Nope, it was news to me till now. Thanks, I'll check it out.
 
Since I've read Reassuring Tales and Dark Gods with lots of gusto, I figured I may as well read The Ceremonies and be done with Klein's complete oeuvre; so I ordered it today. I'm very curious to learn how he pads out 40 pages of "Poroth Farm" into 600 pages.
 
I'm 100 pages into The Ceremonies; it's remarkable how fast-paced it is, so much has been covered already in terms of backstory, setting and characters. An impressive move, narrative-wise, is that Klein doesn't bother to keep up a mystery. We know immediately who the Old One is, more or less what he wants, and we get to see him manipulate Carol and Jeremy in his masterplan. I'm a big fan of the reader knowing more than the characters, it's more suspenseful if you helplessly watch the innocent moving into danger unawares, especially if the author gives you reasons to be invested in their well-being. Thankfully Klein is good at characterization too.
 
I'm 350 pages into The Ceremonies, the breeziest, briskiest 600-page novel I've read in a long time. Despite Klein's refusal to keep up a mystery, it's so propulsive! The slow unfolding of the Old One's plans, so transparently narrated, takes none of the suspense away from it. It's also refreshing to see the villain's plan not always going according to plan and him having to act on his feet, which modern entertainment has by and large forgotten.

It's also remarkable how the plot adheres so closely to the 40-page novella without anything feeling padding out or incongruous. The major enigma so far is how Sarr's mother, with her visions, is going to fit into it.
 
And today I finished The Ceremonies. I was loving it so much I atypically used the morning to finish the last 50 pages.

The ending in my view is weak, but after such a good build-up and a sustained sense of dread, it'd be difficulty to meet expectations. I think Sarr's mother was underused, if not misused; her vision powers were strong when necessary, but useless when the plot requires it.

These quibbles aside, this experience went better than I expected. I'm not used to reading horror novels, so I was on the fence about a 600-page horror novel, but the overall pacing, suspense, characterization, description held my attention without I once wavering.

As an Arthur Machen, I was also pleased that he could inspire such a good novel; it can't always be Howie and his padded Mythos. Klein masterfully incorporates "The White People" into the novel while weaving his own snake mythology.

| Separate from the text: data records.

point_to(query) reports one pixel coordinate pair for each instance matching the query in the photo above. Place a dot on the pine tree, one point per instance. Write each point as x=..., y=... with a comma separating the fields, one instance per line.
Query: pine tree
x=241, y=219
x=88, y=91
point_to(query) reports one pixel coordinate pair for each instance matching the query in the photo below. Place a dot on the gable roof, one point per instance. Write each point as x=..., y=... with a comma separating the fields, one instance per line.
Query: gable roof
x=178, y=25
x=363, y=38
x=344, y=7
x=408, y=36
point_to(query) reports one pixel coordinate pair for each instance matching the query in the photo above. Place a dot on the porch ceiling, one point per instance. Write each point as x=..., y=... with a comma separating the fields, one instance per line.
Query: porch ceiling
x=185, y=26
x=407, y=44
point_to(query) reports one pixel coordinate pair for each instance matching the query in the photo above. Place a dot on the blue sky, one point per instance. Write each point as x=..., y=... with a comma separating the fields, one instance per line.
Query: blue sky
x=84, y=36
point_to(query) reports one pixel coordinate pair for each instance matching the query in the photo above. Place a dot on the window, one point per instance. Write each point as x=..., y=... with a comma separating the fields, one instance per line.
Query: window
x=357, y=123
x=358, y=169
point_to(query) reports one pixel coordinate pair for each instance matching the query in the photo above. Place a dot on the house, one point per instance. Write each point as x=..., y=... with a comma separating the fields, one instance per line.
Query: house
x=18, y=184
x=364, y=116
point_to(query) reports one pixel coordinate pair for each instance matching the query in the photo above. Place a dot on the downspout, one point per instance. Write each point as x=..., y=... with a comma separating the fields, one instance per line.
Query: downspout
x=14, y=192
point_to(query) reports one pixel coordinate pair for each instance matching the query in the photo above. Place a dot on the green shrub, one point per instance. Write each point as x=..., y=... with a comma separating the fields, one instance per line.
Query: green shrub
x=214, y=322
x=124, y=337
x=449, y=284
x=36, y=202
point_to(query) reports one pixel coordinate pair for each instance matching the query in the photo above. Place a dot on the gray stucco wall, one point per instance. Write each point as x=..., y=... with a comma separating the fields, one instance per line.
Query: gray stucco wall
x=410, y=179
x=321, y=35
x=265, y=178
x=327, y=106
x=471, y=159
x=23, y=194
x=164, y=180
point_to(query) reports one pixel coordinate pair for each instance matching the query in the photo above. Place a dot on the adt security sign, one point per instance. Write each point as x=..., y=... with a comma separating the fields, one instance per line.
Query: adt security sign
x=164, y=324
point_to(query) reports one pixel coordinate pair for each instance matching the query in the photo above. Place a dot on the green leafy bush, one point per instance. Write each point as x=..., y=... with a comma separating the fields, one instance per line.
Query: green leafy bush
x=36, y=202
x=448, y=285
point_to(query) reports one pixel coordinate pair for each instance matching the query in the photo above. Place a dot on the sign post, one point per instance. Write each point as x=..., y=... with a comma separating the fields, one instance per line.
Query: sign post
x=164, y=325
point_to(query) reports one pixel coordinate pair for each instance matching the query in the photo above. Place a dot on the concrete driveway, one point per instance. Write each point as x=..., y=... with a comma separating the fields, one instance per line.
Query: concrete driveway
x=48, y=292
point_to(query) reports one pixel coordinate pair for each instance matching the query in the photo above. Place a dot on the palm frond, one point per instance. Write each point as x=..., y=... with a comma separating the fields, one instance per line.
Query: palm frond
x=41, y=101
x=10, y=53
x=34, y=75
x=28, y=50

All in all, I'm very glad I spent the last 3 months slowly reading T. E. D. Klein. Pity it's the end of the journey.
 
So: neopagan (but ancient) shenanigans evoke a primordial monster -- that kind of thing?
 
In the novel, an ancient god has lived on Earth for millennia. In the 19c, before dying in its current form it finds a minion who spend the next 100 years carrying out preparations. These are the "ceremonies" that will help the god be reborn from the depths of the Earth, the planet being a sort of egg of it.